I think your friend is pulling your leg. While Luther thought James was “an epistle of straw” because it didn’t fit his theology, no Protestant/non-Catholic Bible has ever cut out James. They do remove certain Old Testament texts but no books have ever been removed from the New Testament. If your friend persists, tell her to prove it. The burden of proof is on her. I personally have never met any Protestant/non-Catholic that had James removed.


#3

James belongs to a category of New Testament books classed as ‘antilegomena’, books of disputed apostolic origins. This is one of the main reasons that Luther was critical of the Book of James and proposed that it was out-of-character with the central message of the Gospel. His opinion of the book changed over the years. And, just as he questioned the canonicity of the Deuterocanonical Old Testament books but retained them in his translation of the OT, so also, he retained the ‘antilegomenae’ New Testament books albeit with reservations. See the following:

en.wikipedia.org/wiki/Antilegomena

Hope this clarifies things. I simply do not know of any contemporary Protestant denomination which publishes a Bible that excludes the Book of James or any other NT book.


#4

I’d say there’s been a surging evangelical interest in James. This may be because it is fairly difficult to deal with on some theological levels. But on “Reformation Sunday” I attended a “non-denominational” service with several bible-study-buddies of mine.

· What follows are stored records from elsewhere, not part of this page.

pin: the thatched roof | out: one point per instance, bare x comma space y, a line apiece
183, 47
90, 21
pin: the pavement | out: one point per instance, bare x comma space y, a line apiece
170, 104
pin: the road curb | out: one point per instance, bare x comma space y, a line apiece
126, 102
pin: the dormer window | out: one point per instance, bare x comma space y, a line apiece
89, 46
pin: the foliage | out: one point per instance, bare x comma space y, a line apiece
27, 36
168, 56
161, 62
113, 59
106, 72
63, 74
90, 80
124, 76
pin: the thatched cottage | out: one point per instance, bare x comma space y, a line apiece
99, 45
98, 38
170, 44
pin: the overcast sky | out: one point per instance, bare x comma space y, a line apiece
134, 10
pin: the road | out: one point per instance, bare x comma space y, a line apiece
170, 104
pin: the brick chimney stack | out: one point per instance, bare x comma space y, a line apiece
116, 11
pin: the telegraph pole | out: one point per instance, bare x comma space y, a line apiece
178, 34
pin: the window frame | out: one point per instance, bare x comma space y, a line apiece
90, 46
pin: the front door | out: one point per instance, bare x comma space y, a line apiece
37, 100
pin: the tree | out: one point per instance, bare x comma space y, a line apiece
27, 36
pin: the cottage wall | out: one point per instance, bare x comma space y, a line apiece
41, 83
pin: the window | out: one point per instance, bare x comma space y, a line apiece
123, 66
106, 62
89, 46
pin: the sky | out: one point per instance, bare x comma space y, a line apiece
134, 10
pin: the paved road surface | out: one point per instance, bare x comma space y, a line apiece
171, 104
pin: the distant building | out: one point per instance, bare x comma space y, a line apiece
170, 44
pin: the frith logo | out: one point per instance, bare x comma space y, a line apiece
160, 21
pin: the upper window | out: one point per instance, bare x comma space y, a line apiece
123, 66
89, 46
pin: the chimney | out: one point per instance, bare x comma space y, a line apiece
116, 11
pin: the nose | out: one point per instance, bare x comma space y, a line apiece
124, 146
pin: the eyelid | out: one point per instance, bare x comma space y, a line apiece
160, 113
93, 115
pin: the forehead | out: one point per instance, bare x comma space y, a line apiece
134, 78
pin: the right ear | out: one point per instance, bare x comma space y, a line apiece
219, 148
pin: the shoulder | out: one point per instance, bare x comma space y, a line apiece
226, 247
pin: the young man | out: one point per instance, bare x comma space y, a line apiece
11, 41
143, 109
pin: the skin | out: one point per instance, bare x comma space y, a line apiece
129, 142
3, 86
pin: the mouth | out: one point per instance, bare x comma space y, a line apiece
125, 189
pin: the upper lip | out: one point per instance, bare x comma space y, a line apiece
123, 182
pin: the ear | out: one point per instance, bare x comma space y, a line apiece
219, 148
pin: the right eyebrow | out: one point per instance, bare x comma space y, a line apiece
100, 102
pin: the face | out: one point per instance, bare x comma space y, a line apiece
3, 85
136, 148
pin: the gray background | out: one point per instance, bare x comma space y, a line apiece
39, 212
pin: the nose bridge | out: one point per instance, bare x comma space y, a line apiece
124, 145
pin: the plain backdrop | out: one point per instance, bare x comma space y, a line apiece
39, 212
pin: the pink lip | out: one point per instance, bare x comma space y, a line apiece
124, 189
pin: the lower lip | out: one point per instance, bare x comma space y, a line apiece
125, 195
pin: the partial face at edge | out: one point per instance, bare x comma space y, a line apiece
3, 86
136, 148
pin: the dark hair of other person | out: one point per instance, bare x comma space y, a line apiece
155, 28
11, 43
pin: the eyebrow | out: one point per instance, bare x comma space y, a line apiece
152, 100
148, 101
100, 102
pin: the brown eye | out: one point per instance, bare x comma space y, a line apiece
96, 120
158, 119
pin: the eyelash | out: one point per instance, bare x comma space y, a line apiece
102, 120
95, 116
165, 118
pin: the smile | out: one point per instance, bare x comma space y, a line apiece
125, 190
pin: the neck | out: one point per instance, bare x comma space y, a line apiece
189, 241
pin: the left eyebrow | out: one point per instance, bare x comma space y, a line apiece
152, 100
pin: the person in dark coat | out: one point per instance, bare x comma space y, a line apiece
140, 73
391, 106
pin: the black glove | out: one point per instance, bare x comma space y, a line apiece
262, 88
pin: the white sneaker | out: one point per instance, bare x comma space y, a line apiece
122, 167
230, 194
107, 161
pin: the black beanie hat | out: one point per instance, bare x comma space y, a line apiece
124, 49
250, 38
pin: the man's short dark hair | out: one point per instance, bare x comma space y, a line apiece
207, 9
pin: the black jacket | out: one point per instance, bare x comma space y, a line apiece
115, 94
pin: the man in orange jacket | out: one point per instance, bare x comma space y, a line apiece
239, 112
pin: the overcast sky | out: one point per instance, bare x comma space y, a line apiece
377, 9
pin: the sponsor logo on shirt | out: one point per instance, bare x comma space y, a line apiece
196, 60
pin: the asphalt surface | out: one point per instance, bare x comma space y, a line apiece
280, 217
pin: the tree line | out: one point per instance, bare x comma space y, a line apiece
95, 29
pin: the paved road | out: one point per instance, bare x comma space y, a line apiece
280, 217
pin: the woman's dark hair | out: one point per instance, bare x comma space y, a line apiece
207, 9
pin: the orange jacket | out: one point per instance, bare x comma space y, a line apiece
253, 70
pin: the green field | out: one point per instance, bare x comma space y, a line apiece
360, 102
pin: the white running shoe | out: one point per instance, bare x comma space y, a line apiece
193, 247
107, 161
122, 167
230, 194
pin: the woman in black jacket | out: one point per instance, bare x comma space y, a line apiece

The preacher went over the 5 Pillars of Protestantism (I coined that term): Sola Christo, Sola Fide, Sola Scriptura, Sola Gratia, sola Deo Gloria (in no particular order or correct spelling). He made some naughty remarks about the Catholic Church and then went straight into the Epistle of James and how important it is to our understanding of “Saving Faith.” It was an interesting lesson.
In any case, James not in the bible? Nah!